病気の種類によって違いますが、視力低下、中心暗点(中心が見えにくい)、傍中心暗点、羞明(しゅうめい)(まぶしい)、後天性色覚異常などが現れます。ある程度年齢が高くなってから症状が現れること、幼少時にすでに発症していて気づいた時にはかなり進行していることもあります。

検査と診断

眼底検査でおおよその診断はつきます。両眼対称性であること、進行性であること、家族にかかった人がいること、薬物や感染症など外因がないことなどが重要な手がかりになります。

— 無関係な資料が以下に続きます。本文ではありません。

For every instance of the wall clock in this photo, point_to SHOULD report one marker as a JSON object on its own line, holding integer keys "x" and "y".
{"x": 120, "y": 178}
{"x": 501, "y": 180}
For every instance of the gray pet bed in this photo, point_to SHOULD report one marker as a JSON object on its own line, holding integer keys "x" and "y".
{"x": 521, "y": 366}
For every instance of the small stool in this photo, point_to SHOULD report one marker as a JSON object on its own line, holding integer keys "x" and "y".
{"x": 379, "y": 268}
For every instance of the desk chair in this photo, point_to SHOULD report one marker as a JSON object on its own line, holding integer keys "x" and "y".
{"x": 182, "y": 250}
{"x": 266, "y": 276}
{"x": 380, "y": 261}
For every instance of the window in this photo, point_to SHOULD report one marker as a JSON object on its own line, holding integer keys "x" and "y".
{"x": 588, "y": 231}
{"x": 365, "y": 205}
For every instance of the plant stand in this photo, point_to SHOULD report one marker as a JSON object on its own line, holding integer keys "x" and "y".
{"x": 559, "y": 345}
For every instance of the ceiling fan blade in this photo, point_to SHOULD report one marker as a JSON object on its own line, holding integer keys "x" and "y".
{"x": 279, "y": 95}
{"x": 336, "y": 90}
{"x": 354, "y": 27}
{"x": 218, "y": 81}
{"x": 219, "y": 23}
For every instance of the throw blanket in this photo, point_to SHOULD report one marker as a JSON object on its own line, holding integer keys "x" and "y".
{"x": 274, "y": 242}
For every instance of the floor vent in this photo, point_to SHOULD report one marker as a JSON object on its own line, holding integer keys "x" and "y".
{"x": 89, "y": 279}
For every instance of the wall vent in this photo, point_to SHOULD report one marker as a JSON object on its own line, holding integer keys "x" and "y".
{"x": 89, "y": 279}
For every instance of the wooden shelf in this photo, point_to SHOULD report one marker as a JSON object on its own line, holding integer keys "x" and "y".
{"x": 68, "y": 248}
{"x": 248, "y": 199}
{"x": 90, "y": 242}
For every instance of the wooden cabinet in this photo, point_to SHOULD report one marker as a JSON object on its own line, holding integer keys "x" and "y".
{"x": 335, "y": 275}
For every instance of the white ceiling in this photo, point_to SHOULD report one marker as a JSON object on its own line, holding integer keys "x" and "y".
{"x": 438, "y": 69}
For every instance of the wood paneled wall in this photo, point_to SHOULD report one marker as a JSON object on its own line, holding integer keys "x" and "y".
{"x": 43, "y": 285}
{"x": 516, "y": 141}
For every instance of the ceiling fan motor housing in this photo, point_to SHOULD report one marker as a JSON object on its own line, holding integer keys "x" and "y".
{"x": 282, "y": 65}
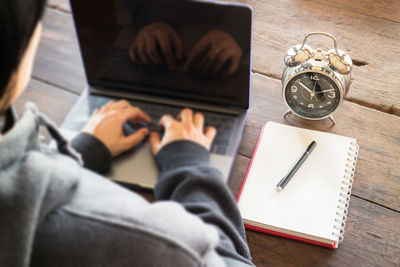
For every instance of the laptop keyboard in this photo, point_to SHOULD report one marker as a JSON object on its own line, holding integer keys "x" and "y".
{"x": 224, "y": 123}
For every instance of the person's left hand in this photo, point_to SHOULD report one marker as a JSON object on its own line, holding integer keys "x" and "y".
{"x": 106, "y": 124}
{"x": 214, "y": 50}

蛍光(けいこう)眼底検査、網膜電図などの電気生理学的検査も診断を確実にするには必須です。異常を起こす遺伝子が突き止められているものでは、遺伝子の検索が決め手になります。

治療の方法

網膜色素変性症と同様、有効な治療法は見いだされていません。症状に応じて、遮光(しゃこう)眼鏡、弱視(じゃくし)眼鏡、拡大読書器などの補助具を使用することが有用です。その他のリハビリテーションも重要です。いつの日か、先端的医療の進歩が根本的治療を可能にすることが期待されます。

病気に気づいたらどうする

専門医の診察を受け、正しく診断してもらうことがまず基本になります。病気を受け入れ、その後のことを考えるのが合理的だと思います。

多くの場合、黄斑ジストロフィーは、視力の大幅な低下が避けられません。残存機能を活用すること、弱視学級や盲学校での勉学、職業訓練など、将来を見通して現実的に対応することが有益でしょう。